Symposium 2024 – Natural language programming of websites to extract company data
Nowadays, scraped data from websites of companies are used for statistical analyses, in particular through natural language processing. For instance, the development of FIRMBACKBONE, https://firmbackbone.nl/, will lead to the availability of scraped data from websites of Dutch companies.
The aim of this mini symposium is to address and discuss core questions for using NLP for firm data. The end product is a collectively written paper by participants in preparation for Organizational Research Methods (ORM) aimed to fit this call for papers.
- Can we create reliable firm data using NLP methods for research and official statistics?
- What are best practices to achieve this?
- What are caveats in creating datasets?
- How are other researchers dealing with these challenges?
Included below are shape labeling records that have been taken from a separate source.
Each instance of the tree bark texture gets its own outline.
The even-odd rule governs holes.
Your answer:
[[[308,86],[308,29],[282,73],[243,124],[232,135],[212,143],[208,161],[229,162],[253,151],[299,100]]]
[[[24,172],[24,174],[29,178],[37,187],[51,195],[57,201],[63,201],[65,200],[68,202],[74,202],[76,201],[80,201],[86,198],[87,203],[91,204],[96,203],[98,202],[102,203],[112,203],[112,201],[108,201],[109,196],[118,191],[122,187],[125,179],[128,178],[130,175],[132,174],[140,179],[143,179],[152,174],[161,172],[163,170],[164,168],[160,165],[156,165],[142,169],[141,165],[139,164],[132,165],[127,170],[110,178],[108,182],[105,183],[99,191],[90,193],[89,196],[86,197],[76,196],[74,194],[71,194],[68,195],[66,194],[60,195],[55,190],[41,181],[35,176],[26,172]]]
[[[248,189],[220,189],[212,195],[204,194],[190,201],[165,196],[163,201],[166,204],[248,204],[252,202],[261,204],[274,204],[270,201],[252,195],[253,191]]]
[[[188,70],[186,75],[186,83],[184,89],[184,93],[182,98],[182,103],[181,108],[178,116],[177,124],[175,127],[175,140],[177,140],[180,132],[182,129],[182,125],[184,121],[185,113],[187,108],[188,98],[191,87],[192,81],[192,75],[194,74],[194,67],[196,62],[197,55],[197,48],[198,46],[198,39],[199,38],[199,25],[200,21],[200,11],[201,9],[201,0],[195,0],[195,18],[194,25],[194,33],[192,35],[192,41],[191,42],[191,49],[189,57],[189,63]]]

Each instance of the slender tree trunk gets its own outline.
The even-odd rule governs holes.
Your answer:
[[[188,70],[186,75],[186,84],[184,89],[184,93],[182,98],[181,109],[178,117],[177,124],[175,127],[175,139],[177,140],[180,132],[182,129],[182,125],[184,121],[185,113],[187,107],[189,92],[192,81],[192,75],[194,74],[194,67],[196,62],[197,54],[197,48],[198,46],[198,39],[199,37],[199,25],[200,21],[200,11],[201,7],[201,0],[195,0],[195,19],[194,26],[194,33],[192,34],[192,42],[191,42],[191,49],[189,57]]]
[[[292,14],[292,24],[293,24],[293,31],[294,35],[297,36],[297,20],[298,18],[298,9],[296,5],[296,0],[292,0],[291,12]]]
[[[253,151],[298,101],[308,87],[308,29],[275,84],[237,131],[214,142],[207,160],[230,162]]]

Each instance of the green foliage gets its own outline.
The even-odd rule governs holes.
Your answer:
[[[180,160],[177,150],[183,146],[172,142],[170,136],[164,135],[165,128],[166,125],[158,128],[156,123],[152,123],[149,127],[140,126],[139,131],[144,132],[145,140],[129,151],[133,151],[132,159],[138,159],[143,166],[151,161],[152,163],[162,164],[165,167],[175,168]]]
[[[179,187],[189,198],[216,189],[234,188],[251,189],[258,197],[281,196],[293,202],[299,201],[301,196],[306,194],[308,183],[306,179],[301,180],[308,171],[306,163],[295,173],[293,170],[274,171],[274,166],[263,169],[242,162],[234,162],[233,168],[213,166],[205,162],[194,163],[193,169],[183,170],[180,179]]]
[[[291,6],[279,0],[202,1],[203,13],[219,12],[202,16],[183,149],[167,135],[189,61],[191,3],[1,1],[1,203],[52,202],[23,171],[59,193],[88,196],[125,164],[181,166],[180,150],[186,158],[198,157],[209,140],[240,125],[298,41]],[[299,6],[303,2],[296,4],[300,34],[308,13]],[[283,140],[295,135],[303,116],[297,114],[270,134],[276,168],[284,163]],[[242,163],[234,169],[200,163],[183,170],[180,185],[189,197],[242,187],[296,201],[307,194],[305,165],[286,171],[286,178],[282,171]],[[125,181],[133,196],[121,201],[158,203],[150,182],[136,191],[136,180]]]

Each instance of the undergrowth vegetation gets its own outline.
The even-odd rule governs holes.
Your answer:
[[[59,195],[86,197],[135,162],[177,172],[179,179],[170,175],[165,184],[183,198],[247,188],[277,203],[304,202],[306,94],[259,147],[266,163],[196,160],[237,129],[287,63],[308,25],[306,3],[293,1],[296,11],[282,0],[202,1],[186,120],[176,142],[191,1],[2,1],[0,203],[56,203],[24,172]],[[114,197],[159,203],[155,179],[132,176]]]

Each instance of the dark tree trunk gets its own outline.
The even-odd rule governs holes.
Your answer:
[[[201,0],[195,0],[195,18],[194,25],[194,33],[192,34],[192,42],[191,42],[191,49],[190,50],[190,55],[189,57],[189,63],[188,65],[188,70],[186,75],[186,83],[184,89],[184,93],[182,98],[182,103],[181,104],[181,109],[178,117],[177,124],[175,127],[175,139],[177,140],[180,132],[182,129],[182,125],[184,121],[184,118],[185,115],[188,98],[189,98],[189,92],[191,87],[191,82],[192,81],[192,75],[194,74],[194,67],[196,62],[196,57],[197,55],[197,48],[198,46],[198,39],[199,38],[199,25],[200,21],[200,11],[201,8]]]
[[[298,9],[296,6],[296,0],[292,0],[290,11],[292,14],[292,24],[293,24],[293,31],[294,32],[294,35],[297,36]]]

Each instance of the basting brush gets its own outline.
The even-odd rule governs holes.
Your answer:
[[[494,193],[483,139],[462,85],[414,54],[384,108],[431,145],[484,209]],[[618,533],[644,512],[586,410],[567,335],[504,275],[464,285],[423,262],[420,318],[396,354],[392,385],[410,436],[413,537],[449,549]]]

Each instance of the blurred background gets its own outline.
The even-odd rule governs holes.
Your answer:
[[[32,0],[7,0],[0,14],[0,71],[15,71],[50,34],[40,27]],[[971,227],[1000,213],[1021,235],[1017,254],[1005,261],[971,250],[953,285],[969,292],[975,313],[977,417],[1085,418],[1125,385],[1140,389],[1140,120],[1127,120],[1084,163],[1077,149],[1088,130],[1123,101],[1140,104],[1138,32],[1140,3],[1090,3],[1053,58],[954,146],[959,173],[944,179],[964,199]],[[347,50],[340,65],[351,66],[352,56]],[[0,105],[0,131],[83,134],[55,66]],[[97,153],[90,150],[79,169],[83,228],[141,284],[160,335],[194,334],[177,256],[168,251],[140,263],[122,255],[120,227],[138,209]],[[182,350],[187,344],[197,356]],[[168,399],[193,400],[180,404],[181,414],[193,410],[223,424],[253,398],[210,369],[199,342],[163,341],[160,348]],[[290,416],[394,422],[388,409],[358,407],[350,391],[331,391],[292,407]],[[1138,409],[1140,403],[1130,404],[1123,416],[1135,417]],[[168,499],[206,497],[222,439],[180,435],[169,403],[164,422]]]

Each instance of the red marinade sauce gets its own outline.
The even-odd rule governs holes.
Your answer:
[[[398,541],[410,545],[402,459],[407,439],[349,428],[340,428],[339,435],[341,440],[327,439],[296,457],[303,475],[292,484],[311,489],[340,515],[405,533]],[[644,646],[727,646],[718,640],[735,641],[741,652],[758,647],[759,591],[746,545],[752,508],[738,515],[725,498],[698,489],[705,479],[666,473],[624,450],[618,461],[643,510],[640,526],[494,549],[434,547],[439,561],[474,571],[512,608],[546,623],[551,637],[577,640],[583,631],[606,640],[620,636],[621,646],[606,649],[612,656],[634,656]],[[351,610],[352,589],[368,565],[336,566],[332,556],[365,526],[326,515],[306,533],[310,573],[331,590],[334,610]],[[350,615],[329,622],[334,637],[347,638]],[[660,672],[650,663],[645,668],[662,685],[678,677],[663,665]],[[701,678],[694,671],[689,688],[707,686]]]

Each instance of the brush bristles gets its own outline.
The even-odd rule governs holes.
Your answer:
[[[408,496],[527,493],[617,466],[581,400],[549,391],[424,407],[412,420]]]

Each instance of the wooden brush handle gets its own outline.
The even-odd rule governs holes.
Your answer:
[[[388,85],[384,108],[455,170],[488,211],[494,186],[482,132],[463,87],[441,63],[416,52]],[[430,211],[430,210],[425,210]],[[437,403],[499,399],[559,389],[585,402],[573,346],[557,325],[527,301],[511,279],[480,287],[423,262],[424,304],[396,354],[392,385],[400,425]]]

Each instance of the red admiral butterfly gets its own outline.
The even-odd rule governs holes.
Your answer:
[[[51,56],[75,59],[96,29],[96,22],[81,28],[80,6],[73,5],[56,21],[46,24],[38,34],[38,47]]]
- From company websites to business research: Beyond words by Josep Demènech – Universitat Politecnica de Valencia Download Presentation
- A look at the textual analysis pipeline for company data: from the sample extraction to the model calibration by Paolo Mustica – Università degli Studi di Messina Download Presentation
- Abstract:The analysis of unstructured texts has gained importance in Economics in the last few years. Indeed, institutions and researchers are increasingly interested in non-financial data. For example, since 2017 the Non-Financial Reporting Directive has provided a uniform regulatory framework for non-financial information of large listed companies in the European Union. Since we are talking about unstructured data, it becomes important to standardize the procedures for extracting information from the text. This presentation will focus on the non-financial reports of companies included in the Italian market index (FTSE MIB) to discuss the various steps of the textual analysis pipeline, from the extraction of the sample on which the classification model will be tested to the calibration of the model.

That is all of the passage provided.